Sodium Sucrose Octasulfate (Na SOS)

PEP Topic 

Sodium sucrose octasulfate is a chemical compound. A similar compound, aluminum sucrose octasulfate (sucralfate), has been used clinically for the prevention of gastrointestinal ulcers and was found to have cytoprotective effects. The sodium and aluminum compounds are contents of various cosmetics for skin care.  Sodium sucrose octasulfate was evaluated in patients with cancer for the prevention and management of radiodermatitis.

Effectiveness Not Established

Research Evidence Summaries

Evensen, J. F., Bjordal, K., Jacobsen, A. B., Løkkevic E. & Tausjø, J. E. (2001). Effects of Na-sucrose octasulfate on skin and mucosa reactions during radiotherapy of head and neck cancers--a randomized prospective study. Acta Oncologica, 40, 751–755.


Study Purpose:

To evaluate the protective effects of Na-sucrose octasulfate (NaSOS) on radiation-induced skin damage in patients with head and neck cancer.

Intervention Characteristics/Basic Study Process:

Each patient was his or her own control. NaSOS was applied on one side, and the placebo was applied to the other. It was started on day 1 of radiation therapy (RT) treatment. The gel was applied twice a day during RT and for two weeks after.

Sample Characteristics:

  • The sample was comprised of 60 patients (20 females, 40 males).
  • Mean age was 60 years (range 21–81).
  • Patients had head and neck cancer.
  • Megavoltage was 4 to 6 MV.
  • There were two opposing lateral portals with separate anterior low neck portals, 2 Gy per fraction, to a total dose of 50 to 70 Gy. Mean total dose was 59.7 Gy.



Study Design:

The study used a quasiexperimental, double-blind, vehicle-controlled design. Each patient was his or her own control.
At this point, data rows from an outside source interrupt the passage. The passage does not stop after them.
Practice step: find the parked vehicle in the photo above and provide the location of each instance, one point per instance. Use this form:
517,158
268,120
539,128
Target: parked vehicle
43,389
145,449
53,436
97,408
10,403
Measurement Instruments/Methods:

  • Assessments were performed at initiation and weekly.
  • European Organisation for Research and Treatment of cancer (EORTC)/Radiation Therapy Oncology Group (RTOG) acute skin reaction scoring system was used for skin reactions and for pain and itching on both sides.


  • The mean skin reaction grade was higher where the placebo was used (p = 0.02).
  • There were no differences between groups in other variables or the timing of skin reaction development.


There was no significant protective effect with use of NaSOS.


  • The authors did not specify who performed evaluations, and there was no interrater reliability.
  • There was no log for validation of compliance with study protocol.
  • Other skin care regimens are uncertain.
  • The study had a relatively small sample size.